SYN フラッディング攻撃は、ハッカーがサーバに膨大な数の接続要求をフラッドすることによって発生します。これらのメッセージには到達不能の返信アドレスが含まれているため、接続を確立できません。未解決のオープン接続の数が増え、最終的にはサーバで処理しきれなくなり、有効な要求へのサービスが拒否されるようになるため、正当なユーザの
Web サイトへの接続、電子メールのアクセス、FTP サービスの使用などが妨げられます。

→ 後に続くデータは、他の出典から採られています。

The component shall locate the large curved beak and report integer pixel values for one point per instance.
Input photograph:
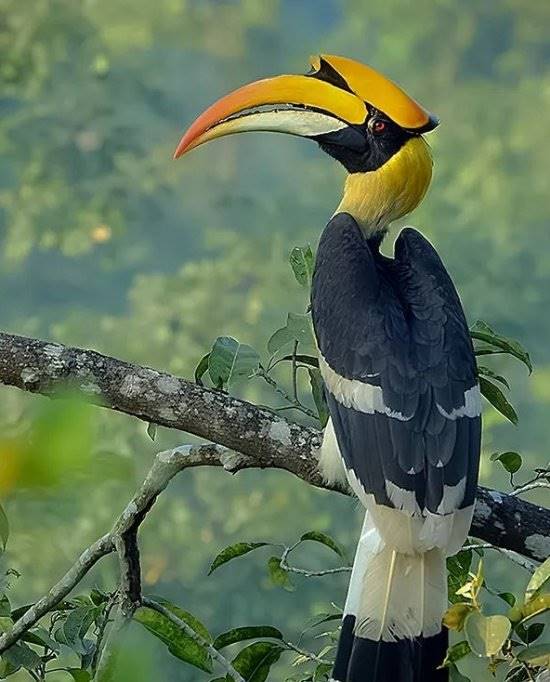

SYN フラッド攻撃は、次の 2 つのタイプに分類されます。
-
ホスト フラッド:SYN フラッド パケットが単一のホストに送信され、そのホスト上のすべてのリソースを使用することが意図されます。
-
ファイアウォール セッション テーブル フラッド:SYN フラッド パケットはファイアウォールの背後のアドレスの範囲に送信され、ファイアウォール上のセッション テーブル リソースを枯渇させ、その結果、リソースの拒否がファイアウォールを通過するトラフィックを正当化することが意図されます。

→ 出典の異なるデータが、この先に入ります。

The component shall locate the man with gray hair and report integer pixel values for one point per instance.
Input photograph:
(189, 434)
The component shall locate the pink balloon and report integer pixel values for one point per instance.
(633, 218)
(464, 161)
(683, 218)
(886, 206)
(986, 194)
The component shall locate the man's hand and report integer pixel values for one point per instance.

ファイアウォール TCP SYN Cookie 機能は、TCP 接続要求を代行受信して検証することにより、SYN フラッディング攻撃を防止するのに役立ちます。ファイアウォールは、クライアントからサーバに送信される TCP SYN パケットを代行受信します。TCP
SYN Cookie がトリガーされると、設定された VPN ルーティングおよび転送(VRF)またはゾーン宛てのすべての SYN パケットに作用します。TCP SYN Cookie は宛先サーバの代わりにクライアントとの接続を確立し、クライアントの代わりにサーバとの別の接続を確立して、2
つの半接続を透過的に結び付けます。したがって、到達不能なホストからの接続試行がサーバに到達することはありません。TCP SYN Cookie は接続されている間、パケットを代行受信および転送します。
ファイアウォール TCP SYN Cookie 機能は、グローバル ルーティング ドメインと VRF ドメインのセッション テーブル SYN フラッド保護を提供します。ファイアウォールはグローバル テーブルにセッションを保存するため、TCP
ハーフオープン セッションの数に制限を設定できます。TCP ハーフオープン セッションは、確立状態に達していないセッションです。VRF 対応ファイアウォールでは、各 VRF の TCP ハーフオープン セッションの数に制限を設定できます。グローバル
レベルと VRF レベルの両方で、設定済みの制限に達すると、TCP SYN Cookie はより多くのセッションを作成する前に、ハーフオープン セッションの送信元を確認します。